Ce que nous appelons le progrès

L’univers tout entier est composé de systèmes stellaires. Pour les créer, la nature n’a que cent corps simples à sa disposition. Malgré le parti prodi­gieux qu’elle sait tirer de ces ressources et le chiffre incalculable de combinai­sons qu’elles permettent à sa fécondité, le résultat est nécessairement un nombre fini, comme celui des éléments eux-mêmes, et pour remplir l’étendue, la nature doit répéter à l’infini chacune de ses combinaisons originales ou types. Tout astre, quel qu’il soit, existe donc en nombre infini dans le temps et dans l’espace, non pas seulement sous l’un de ses aspects, mais tel qu’il se trouve à chacune des secondes de sa durée, depuis la naissance jusqu’à la mort... La terre est l’un de ces astres. Tout être humain est donc éternel dans chacune des secondes de son existence.

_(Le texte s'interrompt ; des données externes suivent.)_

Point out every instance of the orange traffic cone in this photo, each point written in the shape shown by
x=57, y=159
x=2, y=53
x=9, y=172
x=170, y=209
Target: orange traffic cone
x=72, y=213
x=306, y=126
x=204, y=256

Ce que j’écris en ce moment dans un cachot du fort du Taureau, je l’ai écrit et je l’écrirai pendant l’éternité, sur une table, avec une plume, sous des habits, dans des circonstances toutes sembla­bles. Ainsi de chacun... Le nombre de nos sosies est infini dans le temps et dans l’espace. En conscience, on ne peut guère exiger davantage. Ces sosies sont en chair et en os, voire en pantalon et paletot, en crinoline et en chignon. Ce ne sont point là des fantômes, c’est de l’actualité éternisée. Voici néan­moins un grand défaut : il n’y a pas progrès... Ce que nous appelons le progrès est claquemuré sur chaque terre, et s’évanouit avec elle. Toujours et partout, dans le camp terrestre, le même drame, le même décor, sur la même scène étroite, une humanité bruyante, infatuée de sa grandeur, se croyant l’univers et vivant dans sa prison comme dans une immensité, pour sombrer bientôt avec le globe qui a porté dans le plus profond dédain, le fardeau de son orgueil. Même monotonie, même immobilisme dans les astres étrangers. L’univers se répète sans fin et piaffe sur place. L’éternité joue imperturbablement dans l’infini les mêmes représentations.